Il faut noter que l'auteur s'est inspiré de faits réels pour décrire les manifestations qui ont eu lieu à Oaxaca. Il ne cache rien des tensions internes du pays ni de ses difficultés. Le pays a en effet traversé une crise grave en 2006 et le nouveau gouverneur, Ulises Ortiz est arrivé au pouvoir suite à des élections truquées.
L'auteur fait état en toute simplicité et avec réalisme de ce qu'il a vu lui-même, lors des deux années qu'il a passé en famille à Oaxaca. Les enseignants qui veulent au départ une simple augmentation, se retrouvent dans la rue : banderoles, barricades, cortèges de manifestants, tags sur les murs, et le lecteur se retrouve au coeur des manifestations, 150 personnes seront arrêtés et le journaliste Bradley Will (Al dans la BD) sera tué lors de la répression.

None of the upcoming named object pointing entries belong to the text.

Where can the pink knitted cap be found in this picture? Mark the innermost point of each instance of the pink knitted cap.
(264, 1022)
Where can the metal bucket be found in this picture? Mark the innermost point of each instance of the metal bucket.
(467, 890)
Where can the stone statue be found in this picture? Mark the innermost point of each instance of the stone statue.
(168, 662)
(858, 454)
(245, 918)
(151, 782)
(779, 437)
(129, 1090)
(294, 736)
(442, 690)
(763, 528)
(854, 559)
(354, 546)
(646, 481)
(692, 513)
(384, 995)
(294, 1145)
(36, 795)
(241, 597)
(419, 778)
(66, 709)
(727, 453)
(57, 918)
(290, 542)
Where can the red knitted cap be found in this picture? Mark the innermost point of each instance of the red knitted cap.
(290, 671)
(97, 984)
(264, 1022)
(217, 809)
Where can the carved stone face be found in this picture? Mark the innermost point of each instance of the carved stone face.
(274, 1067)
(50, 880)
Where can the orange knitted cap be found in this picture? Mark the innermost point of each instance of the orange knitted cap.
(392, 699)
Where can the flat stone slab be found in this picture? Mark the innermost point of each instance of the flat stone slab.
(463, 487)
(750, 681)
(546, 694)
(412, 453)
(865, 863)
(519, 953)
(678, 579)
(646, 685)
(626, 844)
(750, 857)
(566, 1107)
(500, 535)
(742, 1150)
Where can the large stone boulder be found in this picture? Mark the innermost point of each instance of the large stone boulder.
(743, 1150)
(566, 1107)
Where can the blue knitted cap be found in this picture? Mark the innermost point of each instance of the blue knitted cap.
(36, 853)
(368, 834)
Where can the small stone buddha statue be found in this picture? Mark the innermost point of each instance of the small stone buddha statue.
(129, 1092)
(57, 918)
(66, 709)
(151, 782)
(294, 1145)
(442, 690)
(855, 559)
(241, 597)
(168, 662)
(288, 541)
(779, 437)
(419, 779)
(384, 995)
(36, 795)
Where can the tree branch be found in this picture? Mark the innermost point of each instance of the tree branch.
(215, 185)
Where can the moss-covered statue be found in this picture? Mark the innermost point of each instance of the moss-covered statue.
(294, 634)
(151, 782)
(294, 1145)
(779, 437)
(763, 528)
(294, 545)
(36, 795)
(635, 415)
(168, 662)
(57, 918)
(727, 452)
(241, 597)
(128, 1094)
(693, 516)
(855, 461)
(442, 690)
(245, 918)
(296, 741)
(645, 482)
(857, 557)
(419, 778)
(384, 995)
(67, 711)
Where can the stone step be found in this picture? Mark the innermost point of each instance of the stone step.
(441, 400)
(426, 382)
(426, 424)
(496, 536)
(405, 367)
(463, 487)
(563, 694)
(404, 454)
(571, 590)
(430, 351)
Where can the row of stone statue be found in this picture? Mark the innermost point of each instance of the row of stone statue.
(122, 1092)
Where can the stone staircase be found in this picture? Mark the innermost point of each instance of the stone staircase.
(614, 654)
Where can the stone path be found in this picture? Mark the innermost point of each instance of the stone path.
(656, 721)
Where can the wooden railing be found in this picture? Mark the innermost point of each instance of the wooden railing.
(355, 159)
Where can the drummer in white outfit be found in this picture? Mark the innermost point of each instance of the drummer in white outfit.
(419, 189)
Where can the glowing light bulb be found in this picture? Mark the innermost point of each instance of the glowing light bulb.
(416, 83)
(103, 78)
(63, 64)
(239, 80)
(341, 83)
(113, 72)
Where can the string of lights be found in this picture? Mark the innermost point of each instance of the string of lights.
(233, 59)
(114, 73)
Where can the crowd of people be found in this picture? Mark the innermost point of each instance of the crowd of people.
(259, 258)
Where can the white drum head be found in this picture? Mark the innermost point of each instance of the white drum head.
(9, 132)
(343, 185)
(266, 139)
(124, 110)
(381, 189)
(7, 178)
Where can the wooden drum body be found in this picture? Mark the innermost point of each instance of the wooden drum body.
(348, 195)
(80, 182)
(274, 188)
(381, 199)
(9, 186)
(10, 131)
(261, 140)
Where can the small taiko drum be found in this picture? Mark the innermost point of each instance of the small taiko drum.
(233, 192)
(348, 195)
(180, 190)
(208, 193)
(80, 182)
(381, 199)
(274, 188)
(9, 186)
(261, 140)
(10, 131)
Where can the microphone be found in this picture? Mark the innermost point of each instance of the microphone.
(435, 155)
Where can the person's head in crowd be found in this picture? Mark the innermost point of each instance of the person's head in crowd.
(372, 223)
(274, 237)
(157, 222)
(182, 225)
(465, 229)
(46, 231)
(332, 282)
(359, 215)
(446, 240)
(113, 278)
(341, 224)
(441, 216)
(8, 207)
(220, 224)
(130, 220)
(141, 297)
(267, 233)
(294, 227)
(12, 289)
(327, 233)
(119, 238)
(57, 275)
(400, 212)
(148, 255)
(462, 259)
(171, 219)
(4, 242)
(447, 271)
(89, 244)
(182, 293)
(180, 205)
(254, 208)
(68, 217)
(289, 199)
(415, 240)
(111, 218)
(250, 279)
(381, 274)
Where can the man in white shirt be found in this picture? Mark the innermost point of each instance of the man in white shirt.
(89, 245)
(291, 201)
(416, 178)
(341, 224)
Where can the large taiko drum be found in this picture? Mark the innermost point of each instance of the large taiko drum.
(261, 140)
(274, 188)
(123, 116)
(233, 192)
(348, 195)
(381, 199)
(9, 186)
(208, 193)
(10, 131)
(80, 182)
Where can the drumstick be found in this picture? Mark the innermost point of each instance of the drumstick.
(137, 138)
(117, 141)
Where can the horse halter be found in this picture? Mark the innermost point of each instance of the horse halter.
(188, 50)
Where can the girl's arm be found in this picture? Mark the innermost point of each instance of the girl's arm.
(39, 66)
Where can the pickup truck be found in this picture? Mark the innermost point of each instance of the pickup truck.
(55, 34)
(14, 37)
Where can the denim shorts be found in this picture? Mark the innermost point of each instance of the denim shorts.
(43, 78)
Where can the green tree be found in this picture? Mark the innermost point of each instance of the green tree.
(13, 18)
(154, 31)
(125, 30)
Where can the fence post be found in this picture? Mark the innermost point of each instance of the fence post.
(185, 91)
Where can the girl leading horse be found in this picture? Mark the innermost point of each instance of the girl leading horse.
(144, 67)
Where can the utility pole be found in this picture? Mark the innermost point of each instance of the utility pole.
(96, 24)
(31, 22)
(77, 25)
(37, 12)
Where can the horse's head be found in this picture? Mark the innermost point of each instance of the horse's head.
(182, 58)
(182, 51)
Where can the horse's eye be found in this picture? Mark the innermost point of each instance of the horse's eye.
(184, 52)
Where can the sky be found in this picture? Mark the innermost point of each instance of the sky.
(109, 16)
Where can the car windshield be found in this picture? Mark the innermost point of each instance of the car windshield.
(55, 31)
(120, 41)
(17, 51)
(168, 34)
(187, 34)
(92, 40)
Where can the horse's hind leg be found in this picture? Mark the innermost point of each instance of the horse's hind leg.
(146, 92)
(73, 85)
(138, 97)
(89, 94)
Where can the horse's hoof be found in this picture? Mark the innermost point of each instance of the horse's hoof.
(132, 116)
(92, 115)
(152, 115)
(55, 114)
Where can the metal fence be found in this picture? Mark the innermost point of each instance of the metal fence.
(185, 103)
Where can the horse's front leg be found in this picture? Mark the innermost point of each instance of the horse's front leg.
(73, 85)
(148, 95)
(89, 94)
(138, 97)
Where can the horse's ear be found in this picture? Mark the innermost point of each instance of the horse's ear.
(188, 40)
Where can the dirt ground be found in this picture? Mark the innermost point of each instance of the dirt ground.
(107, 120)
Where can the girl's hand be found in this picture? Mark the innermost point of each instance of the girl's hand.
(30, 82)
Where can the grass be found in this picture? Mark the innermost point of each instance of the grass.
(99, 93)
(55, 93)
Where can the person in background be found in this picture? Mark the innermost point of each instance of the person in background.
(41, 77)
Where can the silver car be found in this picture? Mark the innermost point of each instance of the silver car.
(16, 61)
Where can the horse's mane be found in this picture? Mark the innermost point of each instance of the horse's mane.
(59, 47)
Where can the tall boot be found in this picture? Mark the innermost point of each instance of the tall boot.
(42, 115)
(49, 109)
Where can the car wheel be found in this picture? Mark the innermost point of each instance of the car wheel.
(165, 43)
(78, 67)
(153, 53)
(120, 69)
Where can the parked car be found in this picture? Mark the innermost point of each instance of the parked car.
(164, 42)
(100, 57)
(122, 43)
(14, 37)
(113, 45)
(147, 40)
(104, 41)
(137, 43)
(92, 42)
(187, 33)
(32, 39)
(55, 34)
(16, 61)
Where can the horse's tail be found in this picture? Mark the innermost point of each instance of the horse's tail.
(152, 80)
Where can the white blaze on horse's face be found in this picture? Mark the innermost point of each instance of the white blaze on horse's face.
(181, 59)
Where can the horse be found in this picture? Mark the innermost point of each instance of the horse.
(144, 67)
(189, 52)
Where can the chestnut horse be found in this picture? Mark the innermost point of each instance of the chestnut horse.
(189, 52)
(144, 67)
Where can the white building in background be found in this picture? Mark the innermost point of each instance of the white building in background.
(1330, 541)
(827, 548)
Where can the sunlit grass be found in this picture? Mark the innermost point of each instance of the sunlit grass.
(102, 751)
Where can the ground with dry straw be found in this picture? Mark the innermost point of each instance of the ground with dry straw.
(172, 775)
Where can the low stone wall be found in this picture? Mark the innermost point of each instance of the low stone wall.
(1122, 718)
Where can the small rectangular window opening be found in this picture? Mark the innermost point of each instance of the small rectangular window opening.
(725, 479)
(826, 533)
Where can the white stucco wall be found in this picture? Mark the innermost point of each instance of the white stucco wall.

Au début de ma lecture, j''ai été plutôt surprise par le graphisme. Je trouvais les personnages trop figés (surtout leur visage) et les dessins trop classiques. Puis au fil des pages, je me suis habituée au style de l'auteur, et j'ai aimé son souci des détails, les couleurs gaies et contrastées de certaines planches, la lumière qui accentue les couleurs mais aussi les ombres. J'ai même trouvé ces planches particulièrement vivantes, et capables de nous faire entrer dans une ambiance chaleureuse, effrayante ou triste selon les propos. Elles sont bien le reflet des tensions internes du pays, de son histoire, de ses coutumes. Les pages où l'on suit le monarque, si seul dans le ciel américain bleuté, sont particulièrement "parlantes" et pourtant totalement sans paroles...
Il faut noter aussi que les différents sujets sont traités avec de l'humour et j'ai adoré en particulier les scènes avec les chiens sauvages ou les planches dans lesquelles l'auteur décrit les joies de prendre le volant dans la ville. Par exemple en voici une.
Ce roman graphique a reçu le prix Millepages en 2015 et le prix Will Eisner en 2016.
La lecture de ce roman graphique me permet de participer une nouvelle fois au challenge d"Ingannmic "Sous les pavés les pages" puisque le lecteur se trouve totalement immergé dans la ville d'Oaxaca au Mexique pendant les événements de 2006.